How Do Consumers Compare BOGOF Promotions: Diagnosing Disruptions of the Rational Process
(A2025-125839)

Published: May 27, 2025

AUTHORS

GILLES LAURENT, ESSEC Business School; raphaelle pandraud, ESCP EUROPE; MARC VANHUELE, HEC Paris; Madhav Arora, ESSEC Business School

ABSTRACT

We use eye-tracking to monitor the process used by consumers when they compare two competing Buy-One-Get-One-Free (BOGOF) promotions (e.g., 3 avocados for 7€ vs. 2 avocados for 5€).
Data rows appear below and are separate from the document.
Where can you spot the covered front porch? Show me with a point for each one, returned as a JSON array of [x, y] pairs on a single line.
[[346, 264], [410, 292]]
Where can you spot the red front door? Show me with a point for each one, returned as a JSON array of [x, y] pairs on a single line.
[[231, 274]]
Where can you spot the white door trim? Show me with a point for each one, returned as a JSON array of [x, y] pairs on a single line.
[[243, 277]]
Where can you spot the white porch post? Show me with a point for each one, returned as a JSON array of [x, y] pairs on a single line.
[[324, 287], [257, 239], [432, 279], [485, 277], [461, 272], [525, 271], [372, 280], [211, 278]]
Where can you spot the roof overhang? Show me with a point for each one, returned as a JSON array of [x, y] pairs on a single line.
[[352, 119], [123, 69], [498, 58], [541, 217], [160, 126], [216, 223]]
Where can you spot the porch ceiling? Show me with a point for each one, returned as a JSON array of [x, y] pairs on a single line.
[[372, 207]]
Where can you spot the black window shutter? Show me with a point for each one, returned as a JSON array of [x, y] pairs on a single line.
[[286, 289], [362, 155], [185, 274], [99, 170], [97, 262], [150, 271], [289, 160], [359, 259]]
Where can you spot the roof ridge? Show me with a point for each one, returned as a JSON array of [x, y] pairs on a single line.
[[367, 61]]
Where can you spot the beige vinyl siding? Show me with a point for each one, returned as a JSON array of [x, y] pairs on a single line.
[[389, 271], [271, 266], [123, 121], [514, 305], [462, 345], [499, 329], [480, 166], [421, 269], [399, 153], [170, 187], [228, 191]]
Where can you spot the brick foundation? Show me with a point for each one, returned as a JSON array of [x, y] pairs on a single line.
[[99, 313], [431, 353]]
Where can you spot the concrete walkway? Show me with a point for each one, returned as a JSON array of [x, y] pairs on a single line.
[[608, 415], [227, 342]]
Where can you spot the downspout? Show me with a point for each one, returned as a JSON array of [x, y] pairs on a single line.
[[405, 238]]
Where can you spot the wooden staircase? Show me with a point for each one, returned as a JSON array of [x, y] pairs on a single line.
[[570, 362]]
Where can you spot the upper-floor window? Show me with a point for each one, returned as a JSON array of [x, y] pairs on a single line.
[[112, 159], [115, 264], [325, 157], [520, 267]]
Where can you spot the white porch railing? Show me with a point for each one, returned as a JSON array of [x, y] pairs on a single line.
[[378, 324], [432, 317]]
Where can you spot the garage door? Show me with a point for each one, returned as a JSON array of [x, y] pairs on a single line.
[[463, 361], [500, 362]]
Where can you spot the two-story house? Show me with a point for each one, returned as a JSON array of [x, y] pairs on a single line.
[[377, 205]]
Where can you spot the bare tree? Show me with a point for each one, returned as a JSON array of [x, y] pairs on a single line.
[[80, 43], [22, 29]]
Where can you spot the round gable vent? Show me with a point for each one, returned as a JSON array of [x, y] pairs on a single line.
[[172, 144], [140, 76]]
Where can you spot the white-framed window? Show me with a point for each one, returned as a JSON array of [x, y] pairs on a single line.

While consumers follow largely, as expected, the rational comparison process taught in elementary school (dividing, for each offer, the price by the quantity), they also make an important proportion of apparently counter-productive eye movements typical of the intuitive, error-prone, heuristic known as the “Whole Number Bias” (comparing the two prices against one another, or comparing the quantities against one another). This proportion provides a quantified diagnostic of the Whole Number Bias. Consumers also display “revolving attention,” moving their eyes back-and-forth many times across the two offers, instead of examining them one after the other. A better identification of the process helps understand which factors make the comparison more or less difficult, offering bases for policy recommendations.